Salisbury University MCRI Team
Ronald L. Gutberlet, Jr., Ph.D., Associate Professor of Biological Sciences
Mark Frana, Ph.D., Professor of Biological Sciences
Mark Holland, Ph.D., Professor of Biological Sciences
Robert Tardiff, Ph.D., Professor of Mathematics and Associate Provost
Clement Counts, Ph.D., Lecturer in Biological Sciences
Betty Lou Smith, Ph.D., Lecturer in Biological Sciences
Wanda Kelly, B.S., Lecturer in Biological Sciences
Melissa Thomas, Senior Instructional Designer

The redesign of Fundamentals of Biology at Salisbury University employs the Replacement Model developed by The National Center for Academic Transformation. Three weekly 50-minute lectures were replaced by one 50-minute lecture and two hours of guided online work. Students complete weekly learning modules prior to discussion of material in class and also meet weekly for two hours of lab and small group discussion.

Improved Learning
Students in the redesigned course outperformed students in the traditional course on common exam questions. The average percentage correct for the traditional students was 74% whereas for the redesigned students, the average was 82%. Surveys and end-of-course evaluations suggested that students spent more time reading the textbook and doing additional coursework (online learning modules) under the redesigned course format. On end-of-course evaluations from traditional sections, students often commented that they did not use the textbook very much or at all.

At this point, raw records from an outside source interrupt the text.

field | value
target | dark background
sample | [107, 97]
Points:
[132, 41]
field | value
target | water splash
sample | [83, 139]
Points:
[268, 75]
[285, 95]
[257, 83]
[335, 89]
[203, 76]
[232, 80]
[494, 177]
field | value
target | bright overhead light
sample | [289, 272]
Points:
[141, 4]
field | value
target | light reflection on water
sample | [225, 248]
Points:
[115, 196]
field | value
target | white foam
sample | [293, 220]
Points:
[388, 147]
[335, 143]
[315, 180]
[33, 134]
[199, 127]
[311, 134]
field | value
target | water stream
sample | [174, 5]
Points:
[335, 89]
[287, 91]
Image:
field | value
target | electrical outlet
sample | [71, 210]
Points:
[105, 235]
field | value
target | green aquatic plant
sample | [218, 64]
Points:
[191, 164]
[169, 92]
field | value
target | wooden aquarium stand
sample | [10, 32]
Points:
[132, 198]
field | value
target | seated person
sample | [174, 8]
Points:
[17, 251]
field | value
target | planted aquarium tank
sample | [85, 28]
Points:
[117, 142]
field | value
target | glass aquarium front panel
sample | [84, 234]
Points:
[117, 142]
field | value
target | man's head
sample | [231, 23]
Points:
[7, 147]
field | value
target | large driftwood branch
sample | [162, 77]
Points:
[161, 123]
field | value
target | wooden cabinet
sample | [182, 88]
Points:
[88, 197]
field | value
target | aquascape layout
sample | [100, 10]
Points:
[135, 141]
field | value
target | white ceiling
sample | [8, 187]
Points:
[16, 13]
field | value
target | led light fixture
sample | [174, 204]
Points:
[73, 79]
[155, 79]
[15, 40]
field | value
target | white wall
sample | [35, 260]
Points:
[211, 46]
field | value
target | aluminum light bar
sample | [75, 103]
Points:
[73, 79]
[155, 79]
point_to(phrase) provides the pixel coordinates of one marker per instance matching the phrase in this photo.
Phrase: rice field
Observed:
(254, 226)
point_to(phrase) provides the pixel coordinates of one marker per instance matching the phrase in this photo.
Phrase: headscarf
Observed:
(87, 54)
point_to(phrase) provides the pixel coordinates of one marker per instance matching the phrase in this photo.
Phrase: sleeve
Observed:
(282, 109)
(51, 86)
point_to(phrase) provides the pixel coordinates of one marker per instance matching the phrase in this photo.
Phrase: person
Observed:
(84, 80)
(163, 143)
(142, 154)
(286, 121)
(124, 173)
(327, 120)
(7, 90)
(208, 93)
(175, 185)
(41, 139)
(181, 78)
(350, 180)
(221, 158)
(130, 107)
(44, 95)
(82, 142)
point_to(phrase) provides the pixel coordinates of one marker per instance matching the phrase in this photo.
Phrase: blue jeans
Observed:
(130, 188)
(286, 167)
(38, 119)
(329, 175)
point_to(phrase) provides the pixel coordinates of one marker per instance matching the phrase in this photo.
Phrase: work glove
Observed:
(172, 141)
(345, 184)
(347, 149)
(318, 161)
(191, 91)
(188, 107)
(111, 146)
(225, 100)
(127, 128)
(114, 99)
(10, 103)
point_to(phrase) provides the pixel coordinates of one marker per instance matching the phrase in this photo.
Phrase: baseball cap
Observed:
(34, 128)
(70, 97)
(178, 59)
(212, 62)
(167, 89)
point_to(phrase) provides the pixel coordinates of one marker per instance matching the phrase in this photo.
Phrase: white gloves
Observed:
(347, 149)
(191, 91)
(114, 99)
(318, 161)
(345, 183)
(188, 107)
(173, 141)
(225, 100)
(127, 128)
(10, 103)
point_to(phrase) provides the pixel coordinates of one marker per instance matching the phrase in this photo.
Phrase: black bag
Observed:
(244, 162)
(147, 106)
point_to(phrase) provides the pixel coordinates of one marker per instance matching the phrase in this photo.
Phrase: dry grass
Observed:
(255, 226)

Student engagement was greatly improved in the redesigned course. Students showed greater interest in class, asked good questions, made thoughtful comments, and according to surveys found the course material both interesting and relevant to their lives.

Impact on Cost Savings
Cost reduction was greater than originally planned. By reducing class time to one hour per week instead of the 1.5 hours projected and by increasing enrollment in lecture sections to 120 students instead of the 96 projected, the team has reduced the number of lecture sections from 12 to eight annually rather than 10 as originally planned. One full-time faculty member and three lecturers each teach one section each term. The cost-per-student has decreased from $329 in the traditional to $155 in the redesign, a 53% decrease. Since the course serves approximately 1,000 students per year, a savings of $174 per student is substantial.